A be Hüseyin Abi…Hadi duygularınızı teslim ettiniz…Hadi aklınızı tatile gönderdiniz…
Hadi vicdanınızı da bir kenara bıraktınız…
Hadi bildiklerinizi de, yaşlılığınızdan(!) dolayı unuttunuz…
AK Parti iktidarının yaptıklarına faşizm diyerek, faşizmi de akladınız ya, helal olsun…
Her otoriterlik faşizm ise, her nobranlığın adı faşizm ise, her hukuksuzluğun adı faşizm ise yandık…

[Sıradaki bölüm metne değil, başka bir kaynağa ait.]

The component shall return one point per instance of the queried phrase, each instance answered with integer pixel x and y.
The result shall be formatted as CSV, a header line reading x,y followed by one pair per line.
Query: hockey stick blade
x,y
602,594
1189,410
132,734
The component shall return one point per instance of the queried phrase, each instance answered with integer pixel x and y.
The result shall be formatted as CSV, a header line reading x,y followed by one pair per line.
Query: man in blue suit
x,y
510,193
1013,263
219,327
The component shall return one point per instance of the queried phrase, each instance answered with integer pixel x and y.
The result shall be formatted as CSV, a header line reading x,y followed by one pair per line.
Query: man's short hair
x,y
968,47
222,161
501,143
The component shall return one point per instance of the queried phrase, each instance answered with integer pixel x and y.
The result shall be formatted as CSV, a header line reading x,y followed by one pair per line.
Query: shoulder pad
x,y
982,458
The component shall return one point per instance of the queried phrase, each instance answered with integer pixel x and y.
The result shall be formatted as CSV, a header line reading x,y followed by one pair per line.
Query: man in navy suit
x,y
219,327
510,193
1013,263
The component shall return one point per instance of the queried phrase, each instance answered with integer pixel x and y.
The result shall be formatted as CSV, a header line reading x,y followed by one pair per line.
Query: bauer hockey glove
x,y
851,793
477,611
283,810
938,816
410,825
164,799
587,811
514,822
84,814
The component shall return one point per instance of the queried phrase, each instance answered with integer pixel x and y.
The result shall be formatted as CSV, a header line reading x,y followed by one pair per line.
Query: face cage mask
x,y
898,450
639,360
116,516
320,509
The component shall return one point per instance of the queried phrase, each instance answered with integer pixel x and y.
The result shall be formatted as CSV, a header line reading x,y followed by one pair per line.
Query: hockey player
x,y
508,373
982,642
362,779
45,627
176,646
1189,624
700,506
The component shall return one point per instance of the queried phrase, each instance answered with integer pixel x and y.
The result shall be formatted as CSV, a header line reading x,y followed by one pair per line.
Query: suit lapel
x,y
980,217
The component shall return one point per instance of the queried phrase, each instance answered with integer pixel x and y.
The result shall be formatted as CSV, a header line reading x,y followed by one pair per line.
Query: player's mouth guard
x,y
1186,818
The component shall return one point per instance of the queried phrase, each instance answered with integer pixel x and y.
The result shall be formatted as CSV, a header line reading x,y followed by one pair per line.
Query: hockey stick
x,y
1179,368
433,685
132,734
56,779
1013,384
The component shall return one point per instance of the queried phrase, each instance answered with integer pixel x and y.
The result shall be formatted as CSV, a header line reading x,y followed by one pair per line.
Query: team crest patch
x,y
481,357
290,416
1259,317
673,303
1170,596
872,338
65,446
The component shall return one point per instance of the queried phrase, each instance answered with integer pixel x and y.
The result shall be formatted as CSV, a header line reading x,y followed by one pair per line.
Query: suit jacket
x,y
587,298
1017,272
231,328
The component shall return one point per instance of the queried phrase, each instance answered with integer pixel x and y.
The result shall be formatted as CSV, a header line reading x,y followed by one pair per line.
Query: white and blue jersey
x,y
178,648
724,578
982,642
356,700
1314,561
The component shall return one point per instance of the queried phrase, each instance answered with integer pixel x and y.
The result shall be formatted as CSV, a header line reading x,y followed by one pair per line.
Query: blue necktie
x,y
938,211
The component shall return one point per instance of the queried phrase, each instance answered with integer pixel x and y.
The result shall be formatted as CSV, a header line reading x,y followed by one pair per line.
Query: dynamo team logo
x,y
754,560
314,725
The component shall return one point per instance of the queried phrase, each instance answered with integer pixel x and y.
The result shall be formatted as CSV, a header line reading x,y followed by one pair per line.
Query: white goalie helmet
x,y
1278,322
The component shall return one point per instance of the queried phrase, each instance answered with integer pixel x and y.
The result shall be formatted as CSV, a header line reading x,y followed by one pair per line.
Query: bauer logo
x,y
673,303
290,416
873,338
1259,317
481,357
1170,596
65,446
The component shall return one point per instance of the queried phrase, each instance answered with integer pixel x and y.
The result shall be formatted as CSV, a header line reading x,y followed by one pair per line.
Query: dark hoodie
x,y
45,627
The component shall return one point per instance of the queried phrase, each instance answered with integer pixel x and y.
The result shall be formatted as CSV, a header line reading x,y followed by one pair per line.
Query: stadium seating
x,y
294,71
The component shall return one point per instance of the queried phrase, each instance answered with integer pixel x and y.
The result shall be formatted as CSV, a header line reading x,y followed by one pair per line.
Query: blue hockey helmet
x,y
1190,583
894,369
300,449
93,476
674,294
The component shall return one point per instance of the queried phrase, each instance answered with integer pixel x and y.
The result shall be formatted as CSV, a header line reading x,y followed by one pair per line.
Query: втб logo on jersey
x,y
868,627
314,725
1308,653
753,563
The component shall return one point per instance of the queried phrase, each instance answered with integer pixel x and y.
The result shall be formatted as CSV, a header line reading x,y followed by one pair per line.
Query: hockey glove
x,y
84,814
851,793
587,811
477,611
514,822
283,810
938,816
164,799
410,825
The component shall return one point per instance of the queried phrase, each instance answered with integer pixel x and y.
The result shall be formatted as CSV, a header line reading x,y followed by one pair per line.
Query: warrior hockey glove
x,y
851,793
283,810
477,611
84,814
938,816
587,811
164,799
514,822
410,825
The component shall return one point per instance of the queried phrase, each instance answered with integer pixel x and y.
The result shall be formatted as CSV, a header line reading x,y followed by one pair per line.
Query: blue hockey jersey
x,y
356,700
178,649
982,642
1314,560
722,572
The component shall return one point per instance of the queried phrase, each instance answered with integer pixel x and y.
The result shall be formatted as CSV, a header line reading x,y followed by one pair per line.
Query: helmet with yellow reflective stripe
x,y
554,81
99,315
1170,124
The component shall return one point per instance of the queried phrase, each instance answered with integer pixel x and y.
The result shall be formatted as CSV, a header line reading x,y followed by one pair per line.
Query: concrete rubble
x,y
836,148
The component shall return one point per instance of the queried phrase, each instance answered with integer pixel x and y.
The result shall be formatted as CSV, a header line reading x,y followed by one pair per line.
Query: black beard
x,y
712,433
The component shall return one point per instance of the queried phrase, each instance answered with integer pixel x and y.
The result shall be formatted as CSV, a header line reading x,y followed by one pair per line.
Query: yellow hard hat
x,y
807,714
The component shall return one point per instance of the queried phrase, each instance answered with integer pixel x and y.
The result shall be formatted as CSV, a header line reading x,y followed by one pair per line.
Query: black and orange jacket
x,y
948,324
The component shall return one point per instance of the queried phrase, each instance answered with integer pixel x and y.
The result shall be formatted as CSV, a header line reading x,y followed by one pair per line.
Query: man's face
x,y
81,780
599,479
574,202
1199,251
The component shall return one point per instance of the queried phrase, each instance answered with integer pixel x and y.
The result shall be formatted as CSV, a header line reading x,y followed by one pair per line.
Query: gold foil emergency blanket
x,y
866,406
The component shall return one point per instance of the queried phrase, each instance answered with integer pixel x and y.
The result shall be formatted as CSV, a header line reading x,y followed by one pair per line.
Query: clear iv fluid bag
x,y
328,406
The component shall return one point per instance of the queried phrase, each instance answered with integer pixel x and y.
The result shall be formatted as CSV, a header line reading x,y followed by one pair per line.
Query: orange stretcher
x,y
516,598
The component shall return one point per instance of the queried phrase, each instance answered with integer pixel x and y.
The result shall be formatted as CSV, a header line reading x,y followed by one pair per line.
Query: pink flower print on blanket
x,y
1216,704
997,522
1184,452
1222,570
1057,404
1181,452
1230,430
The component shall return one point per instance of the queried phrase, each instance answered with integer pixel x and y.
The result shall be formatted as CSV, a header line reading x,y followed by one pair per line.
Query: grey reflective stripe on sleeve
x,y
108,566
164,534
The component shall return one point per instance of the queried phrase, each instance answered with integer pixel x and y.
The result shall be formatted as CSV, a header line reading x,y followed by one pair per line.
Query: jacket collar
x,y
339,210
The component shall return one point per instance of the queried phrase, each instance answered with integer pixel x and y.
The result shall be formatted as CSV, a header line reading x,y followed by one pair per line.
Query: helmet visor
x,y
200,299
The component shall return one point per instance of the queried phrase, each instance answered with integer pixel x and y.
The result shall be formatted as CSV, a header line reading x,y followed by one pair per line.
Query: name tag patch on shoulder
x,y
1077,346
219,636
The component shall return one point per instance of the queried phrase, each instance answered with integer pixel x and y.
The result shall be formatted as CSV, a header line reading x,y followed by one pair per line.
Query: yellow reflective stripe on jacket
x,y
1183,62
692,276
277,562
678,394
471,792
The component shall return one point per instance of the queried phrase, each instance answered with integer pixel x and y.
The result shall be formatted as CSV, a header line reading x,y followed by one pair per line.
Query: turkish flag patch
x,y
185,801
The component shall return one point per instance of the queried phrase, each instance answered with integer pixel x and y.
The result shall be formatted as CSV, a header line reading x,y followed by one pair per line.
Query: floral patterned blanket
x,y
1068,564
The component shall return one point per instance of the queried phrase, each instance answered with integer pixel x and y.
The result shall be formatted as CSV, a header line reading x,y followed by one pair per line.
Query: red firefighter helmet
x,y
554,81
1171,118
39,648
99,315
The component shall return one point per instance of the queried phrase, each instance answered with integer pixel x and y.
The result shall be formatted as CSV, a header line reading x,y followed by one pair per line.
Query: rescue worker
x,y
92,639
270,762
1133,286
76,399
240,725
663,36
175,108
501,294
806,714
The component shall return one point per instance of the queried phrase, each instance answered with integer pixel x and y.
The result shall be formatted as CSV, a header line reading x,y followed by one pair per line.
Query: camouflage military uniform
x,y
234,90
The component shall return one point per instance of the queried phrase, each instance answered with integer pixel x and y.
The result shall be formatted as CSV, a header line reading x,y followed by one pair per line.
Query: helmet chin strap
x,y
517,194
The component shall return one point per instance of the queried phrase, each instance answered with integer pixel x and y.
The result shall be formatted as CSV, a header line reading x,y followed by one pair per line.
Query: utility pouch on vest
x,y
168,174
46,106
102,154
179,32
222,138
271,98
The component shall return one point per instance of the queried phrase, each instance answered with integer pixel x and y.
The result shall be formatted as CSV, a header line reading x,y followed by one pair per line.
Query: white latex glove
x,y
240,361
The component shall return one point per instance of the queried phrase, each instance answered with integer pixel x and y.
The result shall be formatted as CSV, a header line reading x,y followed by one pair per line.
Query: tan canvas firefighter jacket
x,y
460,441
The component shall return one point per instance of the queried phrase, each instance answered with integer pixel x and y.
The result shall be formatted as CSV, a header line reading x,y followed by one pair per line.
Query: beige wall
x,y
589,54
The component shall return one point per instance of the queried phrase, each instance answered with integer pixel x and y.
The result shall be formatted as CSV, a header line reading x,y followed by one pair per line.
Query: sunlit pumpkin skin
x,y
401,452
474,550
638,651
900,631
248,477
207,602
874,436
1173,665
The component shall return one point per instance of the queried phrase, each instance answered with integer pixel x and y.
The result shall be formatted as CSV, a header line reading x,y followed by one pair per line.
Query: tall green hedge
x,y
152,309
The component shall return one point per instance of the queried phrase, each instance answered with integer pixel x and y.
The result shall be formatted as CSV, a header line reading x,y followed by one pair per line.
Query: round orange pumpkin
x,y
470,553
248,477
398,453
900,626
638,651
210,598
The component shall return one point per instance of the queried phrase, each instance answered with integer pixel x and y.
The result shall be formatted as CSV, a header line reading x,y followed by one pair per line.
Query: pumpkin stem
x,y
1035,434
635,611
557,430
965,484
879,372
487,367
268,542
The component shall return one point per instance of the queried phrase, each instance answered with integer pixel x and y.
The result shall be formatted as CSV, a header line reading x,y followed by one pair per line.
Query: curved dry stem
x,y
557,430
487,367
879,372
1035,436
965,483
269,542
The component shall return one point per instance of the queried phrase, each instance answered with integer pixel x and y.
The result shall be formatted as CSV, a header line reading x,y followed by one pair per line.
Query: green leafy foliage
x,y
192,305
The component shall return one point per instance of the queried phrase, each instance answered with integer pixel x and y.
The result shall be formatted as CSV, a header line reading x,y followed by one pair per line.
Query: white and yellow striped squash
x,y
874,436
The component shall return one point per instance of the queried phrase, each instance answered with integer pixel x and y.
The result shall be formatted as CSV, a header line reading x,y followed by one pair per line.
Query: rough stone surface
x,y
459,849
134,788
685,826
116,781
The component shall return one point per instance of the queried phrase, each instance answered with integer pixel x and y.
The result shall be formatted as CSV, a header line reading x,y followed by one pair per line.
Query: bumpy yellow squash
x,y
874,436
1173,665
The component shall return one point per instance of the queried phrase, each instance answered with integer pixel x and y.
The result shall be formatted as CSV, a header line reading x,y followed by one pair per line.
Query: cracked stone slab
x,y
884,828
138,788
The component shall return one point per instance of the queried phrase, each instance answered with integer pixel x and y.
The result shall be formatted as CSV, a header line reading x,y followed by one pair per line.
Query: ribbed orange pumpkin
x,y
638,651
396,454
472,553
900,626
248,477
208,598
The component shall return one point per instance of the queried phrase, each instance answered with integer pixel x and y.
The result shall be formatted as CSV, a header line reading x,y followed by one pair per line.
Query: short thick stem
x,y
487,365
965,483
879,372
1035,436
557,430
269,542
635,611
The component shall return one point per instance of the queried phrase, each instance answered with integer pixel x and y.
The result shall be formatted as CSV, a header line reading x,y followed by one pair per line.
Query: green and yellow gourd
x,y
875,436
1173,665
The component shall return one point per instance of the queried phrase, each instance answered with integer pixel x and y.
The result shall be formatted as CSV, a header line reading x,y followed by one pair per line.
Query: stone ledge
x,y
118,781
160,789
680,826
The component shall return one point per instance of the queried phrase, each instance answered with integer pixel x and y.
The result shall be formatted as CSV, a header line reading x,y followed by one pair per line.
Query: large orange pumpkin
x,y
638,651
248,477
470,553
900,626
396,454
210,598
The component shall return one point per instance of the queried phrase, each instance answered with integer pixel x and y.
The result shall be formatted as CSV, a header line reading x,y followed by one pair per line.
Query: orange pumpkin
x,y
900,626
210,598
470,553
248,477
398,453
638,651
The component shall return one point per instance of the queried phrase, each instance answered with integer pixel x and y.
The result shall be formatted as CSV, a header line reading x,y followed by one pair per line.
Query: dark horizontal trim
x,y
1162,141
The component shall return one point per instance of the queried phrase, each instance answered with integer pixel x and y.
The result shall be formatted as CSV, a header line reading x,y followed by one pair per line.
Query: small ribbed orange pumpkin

Yeryüzünün tamamında faşizm dalgalanıyor diyebiliriz.
Demokrasinin beşiği dediğiniz ülkeleri bile faşist olmakla damgalayabiliriz.
Tüm faşist ülkeleri de aklayabilirsiniz…
Hadi yolunuz açık olsun…
****
Bir kez daha anlamak istemiyorsan, anlatayım…
Bu ülkenin kuruluşundan itibaren faşizm var zaten…
Ve varolan faşizm esnediğinde, birazcık demokrasi rüzgarları estiğinde demir yumrukla beynimize çaktılarını unuttun galiba…
Tam üç kere açık açık…
Ülkenin başbakanını, bakanlarını, gencecik çocuklarını astılar…
Binlerce faili meçhul ve açık cinayetler işlediler…
Sonrasında postmodern darbeler yaptılar…
Sonrasında kontrol altında olan medya organları ile açık açık, ülkenin tamamını hizaya çektiler…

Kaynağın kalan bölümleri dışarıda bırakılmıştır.